In de 19e eeuw werd tol niet alleen geheven om het onderhoud van bestaande wegen mogelijk te maken, maar ook om nieuwe wegen aan te kunnen leggen. Zo werd de weg tussen Groningen en Lemmer bekostigd door na iedere 5 à 6 kilometer een tolhek te plaatsen. Zaandam besloot in 1827 dat de demping van de wegsloot langs de Schinkeldijk (de huidige Oostzijde) betaald moest worden uit de revenuen van twee op te richten tollen, op de Zuiddijk (ter hoogte van het Kattegat) en op het Kalf (ter hoogte van het Doodsluisje). In Assendelft waren tussen 1849 en (vermoedelijk) 1855 twee tollen aanwezig. De gemeente had in eerstgenoemd jaar de verbinding tussen de Dorpsstraat ter hoogte van de Zaanlandsche Communicatieweg en Buitenhuizen beter begaanbaar gemaakt en liet aan het begin en het einde van deze weg tollen plaatsen. Het noordelijke tolhek werd al snel verplaatst en ten zuiden van de Communicatieweg opgesteld.

In deze periode werd ook bij de grens van Krommeniedijk met Uitgeest een tolhek geplaatst. Het pand naast dit hek kreeg al snel de naam ‘Tolhuis') en deed ook dienst als herberg.

Tolheffing kon lucratief zijn. Om die reden besloten de bestuurders van het Fonds van Weldadigheid ‘De →Hoop’ in Zaandam de Hoopbrug aan te doen leggen (geopend 1882). Door de op de brug geheven tol zou het fonds kunnen worden vergroot, hetgeen ook gebeurde. Ook de Zaanbrug tussen Wormerveer en Wormer werd als tolbrug geopend. Toen in 1926 het beweegbare deel van de brug geëlektrificeerd werd, werden de tolgelden verdubbeld.

Tussen 1800 en 1850 werd tolheffing aan stringente landelijke regels gebonden. Daardoor ontstonden uniforme tarieven. Aan het begin van de jaren '30 van de 20e eeuw waren die: voetgangers 2 cent ('s nachts 4); koe, os, stier, paard, motorfiets 5 cent; schaap, varken 1 cent; rijtuig met een paard 7,5 cent; hondekar, fiets 2 cent; kar, wagen, slede 10 cent; rijtuig met twee paarden, auto 15 cent. Het verzet tegen de tollen nam in de 20e eeuw toe. Desondanks stelde Zaandijk nog in 1925 een tol in bij de grens met Wormerveer. Dit was toen de vijfde tol in de Zaanstreek; de andere vier waren: tolhuis Krommeniedijk, Veerbrug Krommenie, Noorderbrug en Zaanbrug.

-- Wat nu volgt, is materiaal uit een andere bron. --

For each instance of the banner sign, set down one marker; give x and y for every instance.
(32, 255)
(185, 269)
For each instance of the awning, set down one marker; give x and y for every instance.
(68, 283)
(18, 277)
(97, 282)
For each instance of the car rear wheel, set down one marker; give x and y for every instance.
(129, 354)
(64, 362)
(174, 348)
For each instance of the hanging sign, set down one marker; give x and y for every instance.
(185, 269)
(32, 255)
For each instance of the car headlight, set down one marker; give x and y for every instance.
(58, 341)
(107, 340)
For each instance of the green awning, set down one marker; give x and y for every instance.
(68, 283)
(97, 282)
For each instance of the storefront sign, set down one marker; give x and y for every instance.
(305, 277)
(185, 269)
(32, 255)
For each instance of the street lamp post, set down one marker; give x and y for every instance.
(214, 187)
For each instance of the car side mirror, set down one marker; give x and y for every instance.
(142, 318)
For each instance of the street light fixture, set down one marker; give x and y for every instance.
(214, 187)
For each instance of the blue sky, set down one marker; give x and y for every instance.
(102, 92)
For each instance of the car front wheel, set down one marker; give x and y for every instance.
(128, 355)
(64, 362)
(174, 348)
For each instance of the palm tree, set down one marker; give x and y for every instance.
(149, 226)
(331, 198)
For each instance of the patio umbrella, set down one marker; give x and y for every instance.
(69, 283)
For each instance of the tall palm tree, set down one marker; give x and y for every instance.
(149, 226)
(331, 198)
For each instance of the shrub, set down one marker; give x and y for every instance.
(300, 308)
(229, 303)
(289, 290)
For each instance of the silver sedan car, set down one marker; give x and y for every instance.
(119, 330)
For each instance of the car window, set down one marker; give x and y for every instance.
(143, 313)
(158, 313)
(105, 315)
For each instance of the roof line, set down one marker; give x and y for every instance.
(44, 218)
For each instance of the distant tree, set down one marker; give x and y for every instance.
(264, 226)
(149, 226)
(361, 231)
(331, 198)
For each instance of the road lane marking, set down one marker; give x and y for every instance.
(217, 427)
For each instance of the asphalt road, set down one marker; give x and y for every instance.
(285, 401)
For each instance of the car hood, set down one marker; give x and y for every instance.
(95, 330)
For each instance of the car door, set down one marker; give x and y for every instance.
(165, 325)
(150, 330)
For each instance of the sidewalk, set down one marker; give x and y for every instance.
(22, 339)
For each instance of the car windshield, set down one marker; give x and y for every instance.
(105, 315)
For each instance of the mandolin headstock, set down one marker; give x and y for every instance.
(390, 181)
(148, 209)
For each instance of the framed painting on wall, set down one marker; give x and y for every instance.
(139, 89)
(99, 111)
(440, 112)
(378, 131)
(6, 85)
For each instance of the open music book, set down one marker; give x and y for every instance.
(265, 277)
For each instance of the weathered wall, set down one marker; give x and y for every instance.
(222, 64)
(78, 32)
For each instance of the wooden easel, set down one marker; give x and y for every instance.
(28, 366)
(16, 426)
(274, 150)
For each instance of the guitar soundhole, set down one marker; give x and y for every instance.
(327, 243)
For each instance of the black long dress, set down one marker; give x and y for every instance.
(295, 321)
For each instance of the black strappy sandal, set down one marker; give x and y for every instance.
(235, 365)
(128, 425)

Niet alleen in de Zaanstreek, maar ook elders, ontstond steeds meer weerstand tegen tolheffing. In Muiden werd in de zomer van 1928 het tolhek ‘belegerd' Het succes van deze actie leidde tot herhaling in andere plaatsen. In de Zaanstreek begon ‘de Toloorlog' op zondag 16 september 1928. Gelijktijdig meldden zich grote groepen automobielen en andere voertuigen bij de tollen. Om verkeerschaos te voorkomen besloten de autoriteiten de tollen open te stellen. De daaropvolgende weken werden soortgelijke acties gevoerd, terwijl op 20 mei 1929 een stoet van honderd auto’s uit de Zaanstreek naar Den Haag vertrok om daar op het ministerie van Waterstaat 29.000 Zaanse handtekeningen tegen de tollen aan te bieden. De grote stimulator van deze acties was de Zaanse VVV.

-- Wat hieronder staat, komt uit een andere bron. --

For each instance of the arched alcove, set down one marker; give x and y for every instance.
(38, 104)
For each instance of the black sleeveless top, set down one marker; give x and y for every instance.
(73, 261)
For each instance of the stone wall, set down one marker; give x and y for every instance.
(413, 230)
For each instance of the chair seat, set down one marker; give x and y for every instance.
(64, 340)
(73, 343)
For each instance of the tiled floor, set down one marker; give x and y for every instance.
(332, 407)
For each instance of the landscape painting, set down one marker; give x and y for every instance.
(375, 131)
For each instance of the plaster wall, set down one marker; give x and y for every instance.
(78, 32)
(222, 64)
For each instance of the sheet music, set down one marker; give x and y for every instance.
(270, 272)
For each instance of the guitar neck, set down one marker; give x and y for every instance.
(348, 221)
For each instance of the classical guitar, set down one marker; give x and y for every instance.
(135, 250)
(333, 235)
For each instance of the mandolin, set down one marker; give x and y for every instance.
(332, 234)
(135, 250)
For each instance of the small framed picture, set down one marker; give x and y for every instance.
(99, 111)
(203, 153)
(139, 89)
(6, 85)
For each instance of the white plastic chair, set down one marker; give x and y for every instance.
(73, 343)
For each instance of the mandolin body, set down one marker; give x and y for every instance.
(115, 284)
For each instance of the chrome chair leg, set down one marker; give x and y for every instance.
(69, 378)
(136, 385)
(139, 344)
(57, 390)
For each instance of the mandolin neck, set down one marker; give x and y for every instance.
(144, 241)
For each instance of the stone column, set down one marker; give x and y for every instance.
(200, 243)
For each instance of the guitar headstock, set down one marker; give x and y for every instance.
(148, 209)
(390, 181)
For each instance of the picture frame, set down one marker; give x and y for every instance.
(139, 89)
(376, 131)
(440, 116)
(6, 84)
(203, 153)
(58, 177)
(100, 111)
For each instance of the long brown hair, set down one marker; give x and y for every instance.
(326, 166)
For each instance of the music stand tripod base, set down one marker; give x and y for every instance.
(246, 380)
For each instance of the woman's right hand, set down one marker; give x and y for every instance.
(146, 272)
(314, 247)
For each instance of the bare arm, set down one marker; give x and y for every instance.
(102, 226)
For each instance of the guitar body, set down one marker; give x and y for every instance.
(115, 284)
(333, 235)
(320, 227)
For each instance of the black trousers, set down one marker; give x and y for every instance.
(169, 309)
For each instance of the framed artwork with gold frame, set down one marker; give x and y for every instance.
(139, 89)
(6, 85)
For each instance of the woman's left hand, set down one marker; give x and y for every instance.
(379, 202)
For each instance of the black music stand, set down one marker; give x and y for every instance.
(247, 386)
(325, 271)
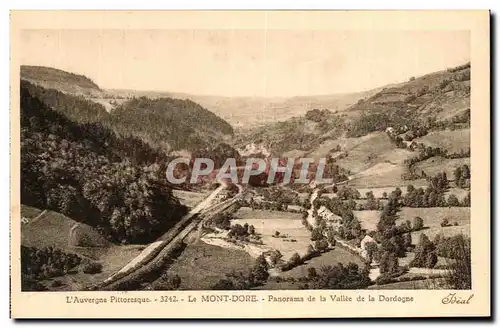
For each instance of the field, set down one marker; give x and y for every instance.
(266, 223)
(190, 198)
(433, 217)
(453, 141)
(438, 164)
(53, 229)
(201, 265)
(368, 219)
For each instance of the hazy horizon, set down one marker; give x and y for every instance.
(246, 63)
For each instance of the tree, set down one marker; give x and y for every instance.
(371, 251)
(466, 201)
(295, 259)
(418, 223)
(259, 271)
(321, 245)
(445, 223)
(389, 264)
(424, 253)
(316, 234)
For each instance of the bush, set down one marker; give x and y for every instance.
(445, 223)
(92, 267)
(418, 223)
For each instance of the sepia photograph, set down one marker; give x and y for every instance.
(246, 159)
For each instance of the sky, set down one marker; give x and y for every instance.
(263, 63)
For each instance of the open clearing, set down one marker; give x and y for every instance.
(266, 223)
(30, 212)
(368, 219)
(190, 198)
(453, 141)
(438, 164)
(201, 265)
(52, 230)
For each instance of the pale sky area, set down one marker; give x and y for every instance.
(273, 63)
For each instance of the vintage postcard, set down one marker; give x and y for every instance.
(219, 164)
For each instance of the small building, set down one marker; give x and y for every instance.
(367, 240)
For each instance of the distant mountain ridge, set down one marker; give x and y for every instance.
(63, 81)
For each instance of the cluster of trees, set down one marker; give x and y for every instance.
(338, 276)
(433, 195)
(458, 68)
(296, 259)
(39, 264)
(425, 253)
(256, 276)
(65, 168)
(462, 176)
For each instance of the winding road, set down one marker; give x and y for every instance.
(158, 252)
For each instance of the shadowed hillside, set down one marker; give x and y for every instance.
(61, 80)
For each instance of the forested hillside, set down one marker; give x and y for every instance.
(86, 172)
(166, 123)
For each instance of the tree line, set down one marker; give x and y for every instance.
(65, 168)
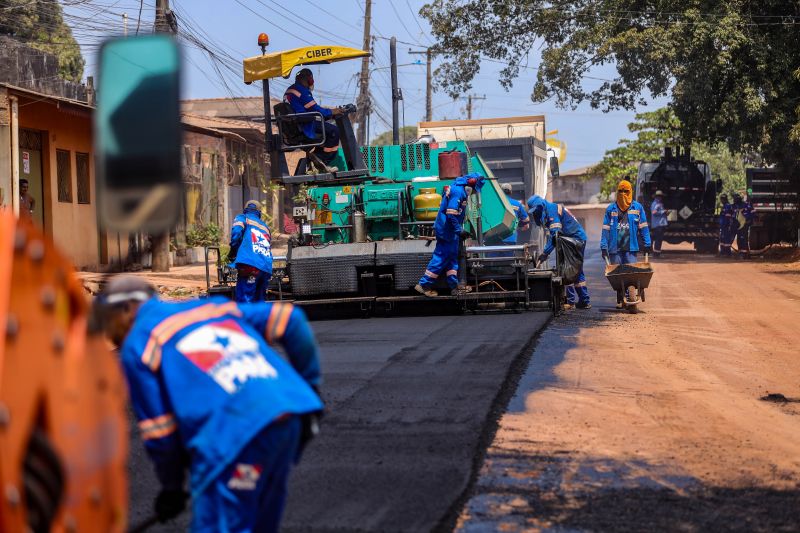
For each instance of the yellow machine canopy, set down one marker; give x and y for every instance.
(281, 63)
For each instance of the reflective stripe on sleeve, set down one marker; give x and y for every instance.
(278, 321)
(158, 427)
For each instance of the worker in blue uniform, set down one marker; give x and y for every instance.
(658, 221)
(448, 228)
(213, 399)
(556, 219)
(727, 227)
(251, 252)
(520, 211)
(300, 98)
(743, 218)
(624, 222)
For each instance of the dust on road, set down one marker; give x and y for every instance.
(655, 421)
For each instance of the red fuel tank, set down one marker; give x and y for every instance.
(452, 164)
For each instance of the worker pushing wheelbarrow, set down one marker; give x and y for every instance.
(625, 234)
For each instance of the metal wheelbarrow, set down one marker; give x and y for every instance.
(630, 282)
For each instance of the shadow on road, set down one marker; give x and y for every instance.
(570, 493)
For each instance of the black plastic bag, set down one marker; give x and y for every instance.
(570, 258)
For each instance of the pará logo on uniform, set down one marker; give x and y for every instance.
(260, 241)
(227, 354)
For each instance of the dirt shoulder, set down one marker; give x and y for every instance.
(654, 421)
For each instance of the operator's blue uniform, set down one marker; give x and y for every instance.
(523, 220)
(620, 236)
(251, 246)
(743, 232)
(727, 229)
(212, 396)
(302, 101)
(558, 220)
(448, 226)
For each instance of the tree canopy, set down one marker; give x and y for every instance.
(729, 67)
(40, 24)
(407, 134)
(655, 130)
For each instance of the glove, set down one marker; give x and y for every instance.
(170, 503)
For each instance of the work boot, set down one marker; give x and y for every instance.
(430, 293)
(461, 289)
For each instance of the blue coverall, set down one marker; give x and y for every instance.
(558, 220)
(302, 101)
(727, 229)
(447, 227)
(743, 232)
(211, 395)
(659, 222)
(627, 229)
(252, 249)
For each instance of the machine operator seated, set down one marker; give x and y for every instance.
(299, 97)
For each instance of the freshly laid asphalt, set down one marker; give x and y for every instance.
(411, 405)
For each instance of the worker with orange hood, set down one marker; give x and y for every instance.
(625, 222)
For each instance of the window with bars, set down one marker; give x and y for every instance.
(64, 176)
(82, 173)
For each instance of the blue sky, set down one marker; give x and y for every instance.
(230, 29)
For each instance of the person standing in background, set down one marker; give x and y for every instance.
(658, 222)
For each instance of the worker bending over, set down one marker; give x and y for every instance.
(299, 96)
(624, 222)
(448, 228)
(557, 220)
(214, 399)
(727, 227)
(251, 252)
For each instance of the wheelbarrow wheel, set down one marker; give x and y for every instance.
(631, 300)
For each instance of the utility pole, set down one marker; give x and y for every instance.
(395, 92)
(363, 95)
(469, 100)
(160, 243)
(428, 83)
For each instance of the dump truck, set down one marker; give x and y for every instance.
(690, 195)
(776, 202)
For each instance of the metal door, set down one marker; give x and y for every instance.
(30, 168)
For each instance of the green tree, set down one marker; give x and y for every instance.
(729, 67)
(409, 133)
(654, 131)
(40, 24)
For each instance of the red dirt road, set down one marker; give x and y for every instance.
(654, 421)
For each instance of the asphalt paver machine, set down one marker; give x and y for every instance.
(366, 227)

De acties hadden succes. De tol op de Veerbrug in Krommenie werd in 1930 afgeschaft. De provincie kocht de tolrechten van de Krommeniedijker tol in 1931 af en in datzelfde jaar werd ook de Zaandijker tol opgeheven. Een jaar later volgde de opheffing van de tol te Zaandam. De Zaanbrugtol werd tot in de Tweede Wereldoorlog gehandhaafd, ondanks acties van het Wormer' Anti-tol comité', die aantoonden dat tolheffing meer geld kostte dan opleverde. Pas na de ontbinding van de gemeenteraden door de Duitsers (1941) verdween de tolheffing op de Zaanbrug (december 1942). In dat jaar werd ook de tol op de grens van de Enge Wormer en de Wijde Wormer opgeheven.

In de jaren '80 kwam tolheffing opnieuw ter sprake, ter financiering van de tweede Coentunnel. In 1991 kwam minister van Verkeer en Waterstaat Maij-Weggen met een plan om op twintig plaatsen in Nederland tolpleinen aan te leggen. Twee daarvan zouden op Zaans grondgebied moeten komen: bij de oprit van de A8 (bij de Nauernase Vaart) en bij de snelweg Zaandam-Purmerend (E22). De tolpleinen zouden in 1995 ingesteld worden. Ger Jan Onrust.